Failing to have controls in place to keep users from sending sensitive data to the Cloud.
One key to using cloud services securely is to be diligent about what data ends up on a third party’s server. Many companies plan their cloud computing strategies so they can keep the most sensitive and critical data in house and out of the Cloud.
However, most organizations fail to keep a close watch on what data users move to cloud storage services on their own, according to a recent survey from Varonis, a maker of data governance software.
At the businesses that use cloud storage, nearly half (46%) of IT pros don’t know how access to those services is granted. Just 9% of respondents said they’ve created new authorization and review processes for granting access to cloud storage, while others are still developing their processes or currently have only an informal, ad hoc process.
Also, among companies that use cloud storage services to let employees share files, just 39% set up corporate accounts for those users — meaning the others may be allowing employees to use those services without any way to control what they do or what data they share.
Among the 400 IT pros surveyed:
- 74% said their organizations don’t have procedures to track which files are put into cloud storage by users
- 56% believe IT can’t accurately measure employee use of cloud storage services, and
- 49% said senior management doesn’t know where all the organization’s data resides, including data on internal systems and on external services.
That’s despite the fact that the organizations in the survey understand the security risks of cloud storage.

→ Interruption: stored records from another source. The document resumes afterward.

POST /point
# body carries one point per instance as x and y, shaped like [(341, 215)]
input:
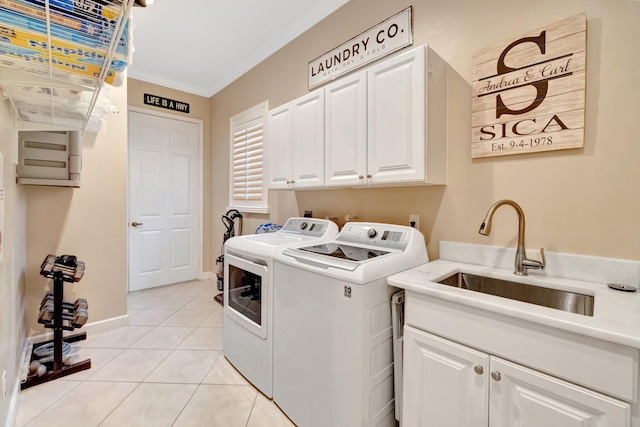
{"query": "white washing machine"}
[(248, 294), (333, 351)]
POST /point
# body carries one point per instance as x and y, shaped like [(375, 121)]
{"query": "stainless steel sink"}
[(547, 297)]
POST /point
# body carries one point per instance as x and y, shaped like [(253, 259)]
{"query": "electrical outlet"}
[(414, 220)]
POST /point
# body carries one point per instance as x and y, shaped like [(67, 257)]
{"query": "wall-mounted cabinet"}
[(295, 133), (383, 126)]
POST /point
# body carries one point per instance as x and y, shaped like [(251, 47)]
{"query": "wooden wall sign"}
[(169, 104), (529, 92)]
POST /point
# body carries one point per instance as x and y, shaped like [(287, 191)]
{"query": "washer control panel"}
[(306, 226), (383, 235)]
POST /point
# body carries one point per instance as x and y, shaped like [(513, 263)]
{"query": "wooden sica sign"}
[(385, 38), (529, 92)]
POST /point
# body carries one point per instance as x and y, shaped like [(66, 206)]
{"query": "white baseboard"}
[(208, 275), (89, 328), (12, 416)]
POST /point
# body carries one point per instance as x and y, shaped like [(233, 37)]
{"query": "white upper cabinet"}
[(345, 143), (280, 139), (385, 125), (308, 141), (396, 124), (296, 143)]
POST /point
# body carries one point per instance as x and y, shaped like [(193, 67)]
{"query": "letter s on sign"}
[(541, 86)]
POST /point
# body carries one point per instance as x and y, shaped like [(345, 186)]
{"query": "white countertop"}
[(616, 316)]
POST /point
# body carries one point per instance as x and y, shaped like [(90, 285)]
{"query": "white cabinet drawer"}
[(609, 368)]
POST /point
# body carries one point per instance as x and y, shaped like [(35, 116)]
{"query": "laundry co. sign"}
[(529, 93), (385, 38)]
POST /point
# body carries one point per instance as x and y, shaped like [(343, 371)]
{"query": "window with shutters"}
[(248, 191)]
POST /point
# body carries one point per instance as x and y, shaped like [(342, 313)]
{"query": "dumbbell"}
[(80, 317), (46, 314), (81, 303)]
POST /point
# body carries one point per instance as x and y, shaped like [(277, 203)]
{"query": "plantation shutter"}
[(247, 159)]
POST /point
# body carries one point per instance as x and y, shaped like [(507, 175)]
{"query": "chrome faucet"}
[(522, 263)]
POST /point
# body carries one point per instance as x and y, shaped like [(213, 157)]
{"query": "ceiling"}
[(201, 46)]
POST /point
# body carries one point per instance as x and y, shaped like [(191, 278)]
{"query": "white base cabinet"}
[(451, 385)]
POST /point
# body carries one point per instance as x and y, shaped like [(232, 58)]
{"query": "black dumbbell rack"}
[(60, 269)]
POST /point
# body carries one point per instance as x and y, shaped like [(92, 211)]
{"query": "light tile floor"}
[(165, 369)]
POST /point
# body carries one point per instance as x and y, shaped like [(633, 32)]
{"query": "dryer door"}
[(245, 293)]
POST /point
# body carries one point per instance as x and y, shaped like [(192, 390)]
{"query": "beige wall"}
[(12, 268), (89, 222), (198, 110), (583, 201)]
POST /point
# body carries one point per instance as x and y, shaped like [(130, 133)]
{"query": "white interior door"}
[(164, 201)]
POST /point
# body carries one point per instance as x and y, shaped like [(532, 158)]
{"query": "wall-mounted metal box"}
[(49, 158)]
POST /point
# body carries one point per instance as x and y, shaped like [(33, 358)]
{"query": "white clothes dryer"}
[(333, 351), (248, 294)]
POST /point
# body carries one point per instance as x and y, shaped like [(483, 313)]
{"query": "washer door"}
[(245, 293)]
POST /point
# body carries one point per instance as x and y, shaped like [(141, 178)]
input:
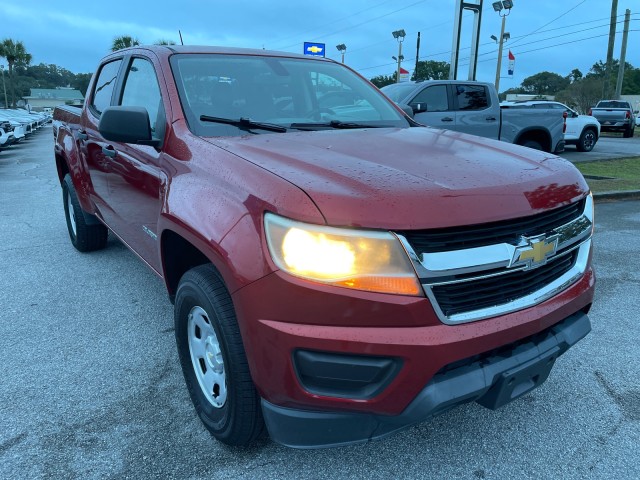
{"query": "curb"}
[(617, 195)]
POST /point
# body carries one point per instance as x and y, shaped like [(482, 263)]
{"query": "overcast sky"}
[(551, 35)]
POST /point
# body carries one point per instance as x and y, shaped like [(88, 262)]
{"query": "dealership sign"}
[(314, 49)]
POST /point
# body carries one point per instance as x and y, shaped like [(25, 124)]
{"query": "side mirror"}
[(127, 125), (419, 107), (406, 109)]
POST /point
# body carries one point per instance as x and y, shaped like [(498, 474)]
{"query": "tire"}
[(213, 359), (85, 237), (532, 144), (587, 140)]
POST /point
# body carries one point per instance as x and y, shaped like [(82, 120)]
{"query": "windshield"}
[(398, 91), (277, 91)]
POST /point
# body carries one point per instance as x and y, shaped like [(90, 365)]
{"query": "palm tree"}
[(16, 55), (124, 41)]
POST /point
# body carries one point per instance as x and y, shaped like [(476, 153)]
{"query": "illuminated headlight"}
[(359, 259)]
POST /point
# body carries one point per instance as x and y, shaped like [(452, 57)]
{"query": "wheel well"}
[(62, 167), (539, 136), (178, 257), (591, 127)]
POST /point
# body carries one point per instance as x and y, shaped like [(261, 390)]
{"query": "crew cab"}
[(583, 131), (615, 116), (338, 271), (473, 107)]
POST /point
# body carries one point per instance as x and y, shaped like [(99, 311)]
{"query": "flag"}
[(512, 62)]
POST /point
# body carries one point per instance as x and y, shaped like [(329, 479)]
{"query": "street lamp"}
[(399, 36), (500, 7), (342, 48), (6, 104)]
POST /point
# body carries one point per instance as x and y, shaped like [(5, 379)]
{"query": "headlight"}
[(359, 259)]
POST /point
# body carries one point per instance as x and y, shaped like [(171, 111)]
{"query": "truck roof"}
[(167, 50)]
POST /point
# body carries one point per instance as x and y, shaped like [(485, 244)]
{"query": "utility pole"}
[(499, 67), (623, 53), (612, 40), (4, 87), (415, 73)]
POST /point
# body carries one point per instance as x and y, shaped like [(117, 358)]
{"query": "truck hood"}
[(412, 177)]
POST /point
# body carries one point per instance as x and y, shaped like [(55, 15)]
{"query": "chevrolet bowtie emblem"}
[(534, 251)]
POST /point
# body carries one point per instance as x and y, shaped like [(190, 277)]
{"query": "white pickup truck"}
[(615, 116), (473, 107), (583, 131)]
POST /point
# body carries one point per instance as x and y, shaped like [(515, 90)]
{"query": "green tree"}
[(545, 83), (16, 55), (431, 70), (124, 41), (383, 80), (582, 94)]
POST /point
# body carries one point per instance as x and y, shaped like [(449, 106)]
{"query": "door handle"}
[(109, 151)]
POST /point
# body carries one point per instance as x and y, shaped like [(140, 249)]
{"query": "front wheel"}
[(587, 140), (85, 236), (213, 359)]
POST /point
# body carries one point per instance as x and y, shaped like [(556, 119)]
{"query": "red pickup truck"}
[(338, 272)]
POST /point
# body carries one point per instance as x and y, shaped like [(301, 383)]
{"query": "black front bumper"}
[(492, 380)]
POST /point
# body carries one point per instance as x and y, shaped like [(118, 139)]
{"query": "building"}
[(52, 97)]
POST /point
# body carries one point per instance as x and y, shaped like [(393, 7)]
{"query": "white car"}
[(583, 131)]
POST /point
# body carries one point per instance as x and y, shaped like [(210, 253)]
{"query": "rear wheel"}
[(213, 359), (587, 140), (85, 236)]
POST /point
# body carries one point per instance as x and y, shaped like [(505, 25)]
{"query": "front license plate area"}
[(519, 381)]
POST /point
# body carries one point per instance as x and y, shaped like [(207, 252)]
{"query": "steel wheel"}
[(206, 356)]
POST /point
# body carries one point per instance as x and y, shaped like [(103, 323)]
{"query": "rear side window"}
[(104, 86), (434, 97), (471, 97)]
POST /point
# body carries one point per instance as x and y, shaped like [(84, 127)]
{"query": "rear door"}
[(474, 112)]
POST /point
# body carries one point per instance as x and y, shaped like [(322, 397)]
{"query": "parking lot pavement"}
[(91, 386), (607, 148)]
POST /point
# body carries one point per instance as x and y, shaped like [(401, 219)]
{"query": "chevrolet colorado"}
[(338, 272)]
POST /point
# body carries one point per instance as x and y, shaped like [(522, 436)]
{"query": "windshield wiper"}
[(244, 123), (332, 124)]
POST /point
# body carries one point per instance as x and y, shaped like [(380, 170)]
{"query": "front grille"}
[(506, 231), (482, 293)]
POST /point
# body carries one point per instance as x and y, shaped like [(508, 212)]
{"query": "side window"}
[(141, 90), (434, 97), (472, 97), (104, 86)]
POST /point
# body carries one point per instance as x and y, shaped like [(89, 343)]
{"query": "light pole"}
[(342, 48), (4, 87), (399, 36), (505, 5)]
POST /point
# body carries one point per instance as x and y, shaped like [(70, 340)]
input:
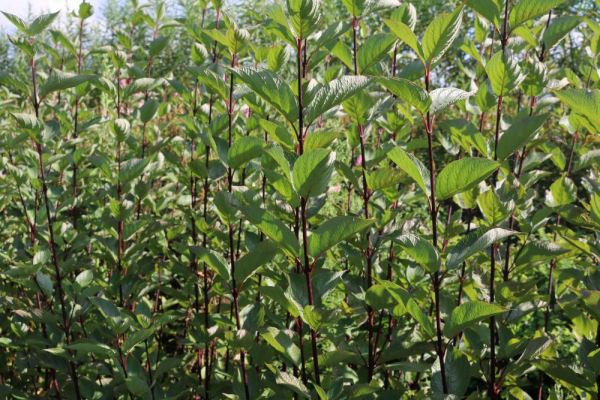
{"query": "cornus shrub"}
[(303, 199)]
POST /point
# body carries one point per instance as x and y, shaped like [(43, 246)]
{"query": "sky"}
[(20, 8)]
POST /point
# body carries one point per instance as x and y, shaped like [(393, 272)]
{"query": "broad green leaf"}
[(475, 242), (494, 209), (526, 10), (504, 73), (305, 16), (458, 373), (39, 24), (131, 169), (333, 94), (488, 9), (210, 79), (373, 50), (9, 79), (312, 172), (440, 34), (107, 308), (246, 266), (405, 300), (563, 191), (420, 250), (272, 227), (334, 231), (244, 150), (237, 39), (382, 178), (293, 383), (60, 81), (413, 167), (557, 370), (407, 91), (469, 314), (135, 338), (158, 45), (582, 101), (21, 25), (148, 110), (558, 29), (141, 85), (318, 318), (442, 98), (404, 33), (271, 88), (214, 260), (536, 252), (519, 134), (278, 57), (462, 175)]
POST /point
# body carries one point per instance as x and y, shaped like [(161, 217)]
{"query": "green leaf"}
[(558, 29), (475, 242), (537, 252), (519, 134), (373, 50), (272, 89), (440, 34), (405, 300), (333, 94), (563, 191), (413, 167), (85, 278), (318, 318), (244, 150), (273, 228), (292, 383), (246, 266), (420, 250), (278, 57), (39, 24), (134, 339), (333, 232), (526, 10), (504, 73), (442, 98), (9, 79), (137, 386), (488, 9), (305, 16), (462, 175), (406, 35), (141, 85), (132, 169), (312, 172), (18, 22), (214, 260), (382, 178), (407, 91), (60, 81), (148, 110), (494, 210), (209, 78), (557, 370), (157, 46), (121, 210), (582, 101), (108, 309), (458, 373), (469, 314)]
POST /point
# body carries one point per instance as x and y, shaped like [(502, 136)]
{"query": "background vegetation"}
[(330, 200)]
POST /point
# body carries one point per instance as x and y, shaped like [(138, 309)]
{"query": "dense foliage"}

In fact, 35% of respondents said third-party storage is less secure than their own internal storage. That’s compared to 11% who said data is more secure in the Cloud, and 27% that said the level of security is the same.
But the risks of a haphazard approach to the Cloud extend beyond security. Giving users and department managers the freedom to sign up for cloud services on their own can lead to so-called “cloud sprawl,” in which the company is paying for too many services. It could also let them mistakenly agree to cloud contract terms that are unfavorable for the company.
To avoid that, companies should develop a formal process for signing up for cloud services, create policies regarding what data can be sent to the cloud, and monitor accordingly.
Also, IT should keep users from setting up their own public cloud storage, using services such as Google Drive and Dropbox, without the proper security controls in place. To prevent against that impromptu cloud provisioning, Varonis recommends companies give users access to secure cloud storage and collaboration services.